А через много лет, когда во французском своем далеке
И. А. Бунин будет с ностальгической скрупулезностью описывать московские гостиницы, подворье в Ельце, ялтинские дачи, вокзал в Севастополе, он вспомнит и опишет в рассказе "Галя Ганская" "пятиэтажный угловой дом, где была... кофейня, - на углу Преображенской и Соборной площади, знаменитый тем, что весной, в солнечные дни, он почему-то всегда бывал унизан по карнизам скворцами и их щебетом...". "Мило и весело это было чрезвычайно",- заключает Бунин это давнее воспоминание.

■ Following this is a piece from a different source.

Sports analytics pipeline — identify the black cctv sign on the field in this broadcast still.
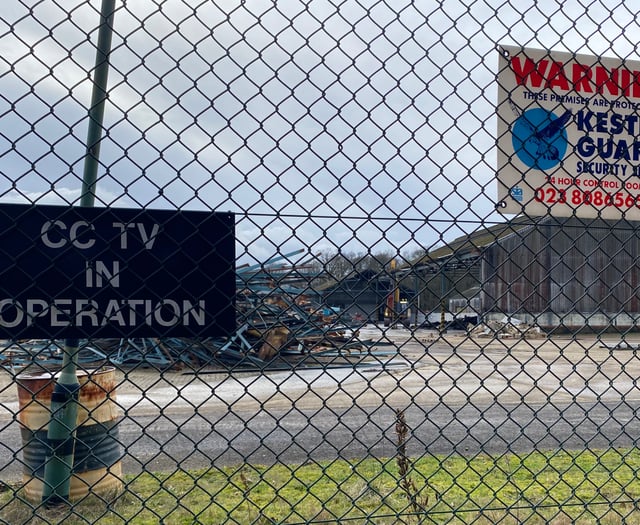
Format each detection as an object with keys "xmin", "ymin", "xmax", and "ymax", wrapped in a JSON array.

Не обошел своим вниманием шумную примету давней одесской весны и Валентин Катаев, но "перекрестил" в романе "Хуторок в степи" скворцов в грачей, что, впрочем, вполне простительно для автора, отделенного от описываемых событий более чем четырьмя десятилетиями: "Это был действительно прекрасный день, один из тех мартовских дней, когда снега уже нет, земля черна, над голыми прутьями приморских садов сквозь тучи просвечивает водянистая голубизна... В булочных пекли жаворонки с подгоревшими изюмными глазками, и на Соборной площади, над громадным угловым домом, над кафе Либмана... летали тучи грачей, своим весенним гомоном заглушая шум города".
В написанных на склоне лет мемуарах "Все, что память сберечь мне старается" Исидор Бобович утверждал, что "каждая из одесских кофеен имела свою историю"5. Не составило в этом смысле исключение и кафе в доме, который был когда-то своего рода "орнитологической достопримечательностью" города.